Platelet phenotype and formation of hemin‐induced subpopulations. (A) Induction of aggregatory and procoagulant platelet subpopulation by 10 μg·mL⁻¹ CRP‐XL for 1 h measured by flow cytometry; plotted: Mean ± SD; n = 10; statistics: paired t‐test, ***P < 0.001, ****P < 0.0001. (B) 6.25 μm hemin‐induced aggregatory and procoagulant platelet subpopulations after 1 h with 15 min pre‐treatment of ACKR3 agonist (100 μm C1) measured with flow cytometry; plotted: Mean ± SD; n ≥ 4; statistics: Mixed‐effects analysis, *P < 0.05, ****P < 0.0001. (C) Platelet subpopulations determined by PhenoGraph algorithm for unsupervised clustering (pg‐01 to pg‐32) of human platelets; n = 10. Plots represent an overlay of all platelets per treatment (untreated, 10 μg·mL⁻¹ CRP‐XL, 6.25 μm hemin, 25 μm hemin, 100 μm C1 + 25 μm hemin). (D) Inflammatory subpopulations (CXCR4^pos/ACKR3^pos/AnnexinV^pos).
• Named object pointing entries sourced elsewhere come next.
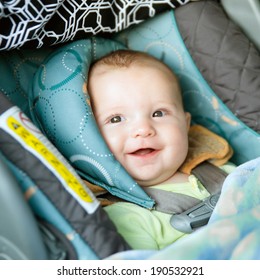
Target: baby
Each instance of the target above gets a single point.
(137, 103)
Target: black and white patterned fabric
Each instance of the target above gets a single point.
(36, 23)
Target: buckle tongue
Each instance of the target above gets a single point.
(195, 217)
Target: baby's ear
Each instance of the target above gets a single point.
(188, 119)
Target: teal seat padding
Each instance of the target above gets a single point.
(20, 239)
(160, 37)
(59, 104)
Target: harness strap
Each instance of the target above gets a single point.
(212, 178)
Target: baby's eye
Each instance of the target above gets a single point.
(158, 114)
(116, 119)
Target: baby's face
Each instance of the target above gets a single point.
(139, 113)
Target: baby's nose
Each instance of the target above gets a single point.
(143, 129)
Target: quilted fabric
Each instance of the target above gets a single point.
(225, 56)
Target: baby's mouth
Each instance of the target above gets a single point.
(143, 152)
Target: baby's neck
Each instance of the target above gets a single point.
(178, 177)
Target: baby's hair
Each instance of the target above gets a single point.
(124, 58)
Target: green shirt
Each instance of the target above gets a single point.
(151, 229)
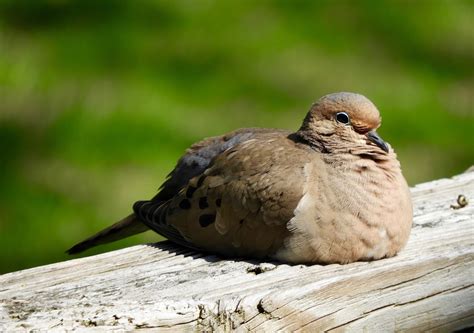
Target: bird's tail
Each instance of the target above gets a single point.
(124, 228)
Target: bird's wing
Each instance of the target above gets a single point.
(238, 198)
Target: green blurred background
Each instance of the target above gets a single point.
(100, 98)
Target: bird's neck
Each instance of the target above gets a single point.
(349, 154)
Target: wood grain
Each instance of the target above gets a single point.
(161, 287)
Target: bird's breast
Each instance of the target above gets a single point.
(348, 212)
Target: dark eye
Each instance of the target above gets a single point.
(342, 117)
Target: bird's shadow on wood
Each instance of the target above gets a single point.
(176, 249)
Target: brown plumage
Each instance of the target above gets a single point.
(331, 192)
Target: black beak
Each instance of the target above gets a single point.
(375, 138)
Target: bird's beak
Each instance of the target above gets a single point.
(375, 138)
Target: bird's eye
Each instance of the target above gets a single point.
(342, 117)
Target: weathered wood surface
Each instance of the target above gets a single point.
(429, 286)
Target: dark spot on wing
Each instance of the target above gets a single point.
(206, 219)
(201, 180)
(185, 204)
(203, 203)
(190, 191)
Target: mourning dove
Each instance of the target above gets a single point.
(331, 192)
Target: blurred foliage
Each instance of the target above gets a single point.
(100, 98)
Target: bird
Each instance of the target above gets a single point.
(331, 192)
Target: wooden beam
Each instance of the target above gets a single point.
(429, 286)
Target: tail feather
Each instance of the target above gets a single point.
(124, 228)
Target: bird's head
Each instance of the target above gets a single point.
(343, 122)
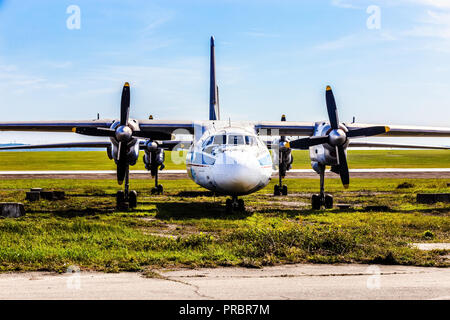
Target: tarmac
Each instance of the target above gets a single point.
(299, 281)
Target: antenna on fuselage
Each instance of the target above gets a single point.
(214, 112)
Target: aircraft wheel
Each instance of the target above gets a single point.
(132, 199)
(315, 201)
(241, 205)
(120, 197)
(328, 201)
(228, 206)
(276, 190)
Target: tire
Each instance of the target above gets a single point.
(132, 199)
(241, 205)
(276, 190)
(228, 206)
(120, 197)
(328, 202)
(315, 201)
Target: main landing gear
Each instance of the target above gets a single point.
(322, 199)
(280, 189)
(158, 188)
(126, 199)
(234, 204)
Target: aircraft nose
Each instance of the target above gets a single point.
(236, 173)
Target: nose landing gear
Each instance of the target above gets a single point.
(322, 199)
(126, 199)
(234, 204)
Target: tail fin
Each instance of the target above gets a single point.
(214, 113)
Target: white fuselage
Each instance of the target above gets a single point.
(229, 160)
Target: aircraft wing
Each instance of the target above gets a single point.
(292, 128)
(166, 145)
(285, 128)
(84, 144)
(354, 143)
(53, 126)
(157, 126)
(405, 131)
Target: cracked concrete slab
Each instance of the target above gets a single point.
(301, 281)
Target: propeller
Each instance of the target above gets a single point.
(337, 137)
(123, 134)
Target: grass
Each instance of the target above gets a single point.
(98, 160)
(187, 227)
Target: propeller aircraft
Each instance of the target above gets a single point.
(227, 157)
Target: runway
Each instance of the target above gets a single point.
(406, 173)
(301, 281)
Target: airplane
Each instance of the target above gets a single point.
(227, 157)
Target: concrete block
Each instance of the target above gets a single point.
(47, 195)
(12, 209)
(59, 195)
(33, 196)
(430, 198)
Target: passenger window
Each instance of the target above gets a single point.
(220, 139)
(208, 142)
(251, 141)
(235, 140)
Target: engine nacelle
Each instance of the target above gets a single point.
(132, 153)
(154, 157)
(324, 154)
(286, 157)
(132, 146)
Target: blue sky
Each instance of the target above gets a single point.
(273, 57)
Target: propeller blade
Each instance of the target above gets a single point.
(305, 143)
(153, 135)
(125, 105)
(91, 131)
(332, 110)
(343, 166)
(367, 132)
(122, 164)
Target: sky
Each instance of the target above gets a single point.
(387, 61)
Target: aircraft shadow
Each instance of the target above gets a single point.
(196, 210)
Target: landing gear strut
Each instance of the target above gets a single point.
(126, 199)
(234, 204)
(280, 189)
(158, 189)
(154, 161)
(322, 199)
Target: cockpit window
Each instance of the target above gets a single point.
(250, 140)
(231, 139)
(219, 139)
(235, 140)
(208, 142)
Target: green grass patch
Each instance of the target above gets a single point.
(188, 227)
(98, 160)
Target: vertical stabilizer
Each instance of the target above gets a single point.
(214, 113)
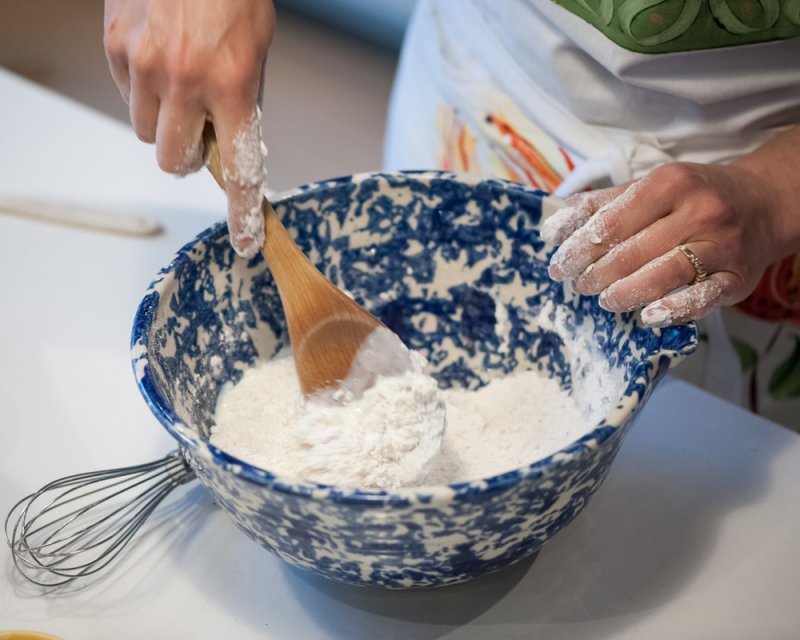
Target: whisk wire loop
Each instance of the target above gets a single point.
(75, 526)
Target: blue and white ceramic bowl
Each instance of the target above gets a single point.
(456, 267)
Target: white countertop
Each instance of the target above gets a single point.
(695, 534)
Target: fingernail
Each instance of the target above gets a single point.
(656, 315)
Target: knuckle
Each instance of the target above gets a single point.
(143, 61)
(677, 175)
(114, 44)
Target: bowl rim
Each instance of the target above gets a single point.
(643, 377)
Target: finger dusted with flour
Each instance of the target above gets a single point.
(181, 62)
(242, 153)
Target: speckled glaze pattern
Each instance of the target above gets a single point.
(439, 258)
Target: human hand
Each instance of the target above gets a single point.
(623, 242)
(179, 63)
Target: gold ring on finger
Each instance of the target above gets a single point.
(700, 271)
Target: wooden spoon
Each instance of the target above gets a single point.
(326, 327)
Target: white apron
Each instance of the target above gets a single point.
(528, 91)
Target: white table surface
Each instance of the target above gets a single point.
(695, 534)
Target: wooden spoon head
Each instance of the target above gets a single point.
(324, 355)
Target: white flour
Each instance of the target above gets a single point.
(402, 430)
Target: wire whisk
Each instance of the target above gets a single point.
(75, 526)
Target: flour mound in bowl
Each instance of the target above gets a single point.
(389, 425)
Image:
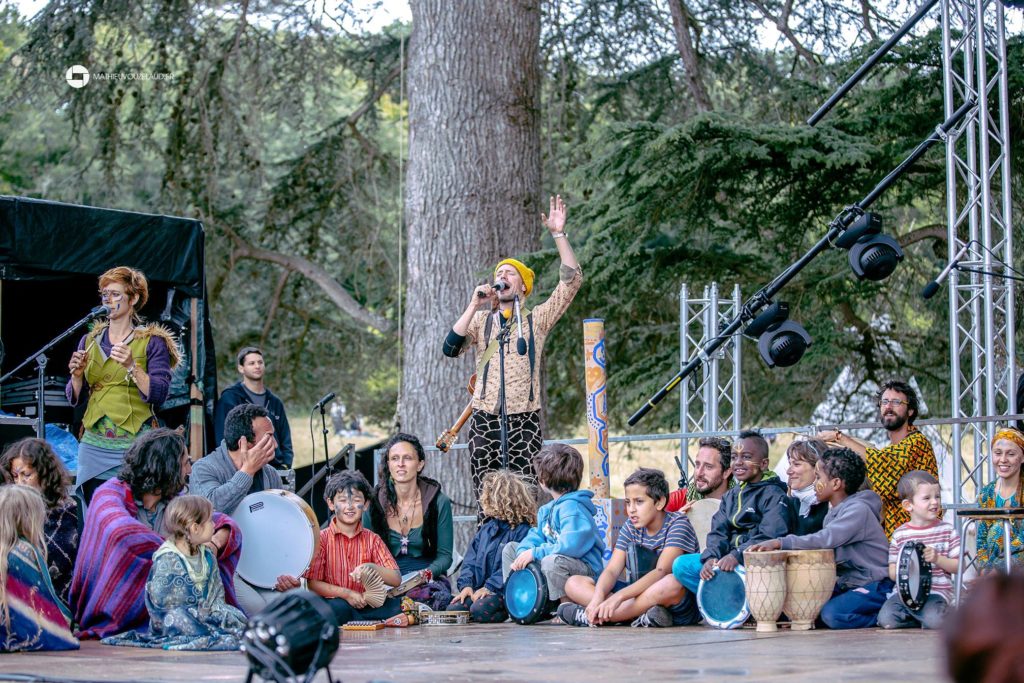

Abundancy of platelets in each inflammatory cluster induced by 10 μg·mL⁻¹ CRP‐XL, 6.25 and 25 μm hemin with pre‐treatment of ACKR3 agonist (100 μm BY). (E) Volcano plot presentation of platelet subpopulations in untreated versus treatment samples, the inflammatory subpopulations pg‐08 and pg‐16 are highlighted by a red circle (10 μg·mL⁻¹ CRP‐XL, 6.25 μm hemin, 25 μm hemin); P < 0.05. (F) Volcano plot diagram subpopulations generated by treatment versus treatment with pre‐incubation of ACKR3 agonist (100 μm C1), the inflammatory subpopulations pg‐08 and pg‐16 are highlighted by a red circle; threshold: P < 0.05.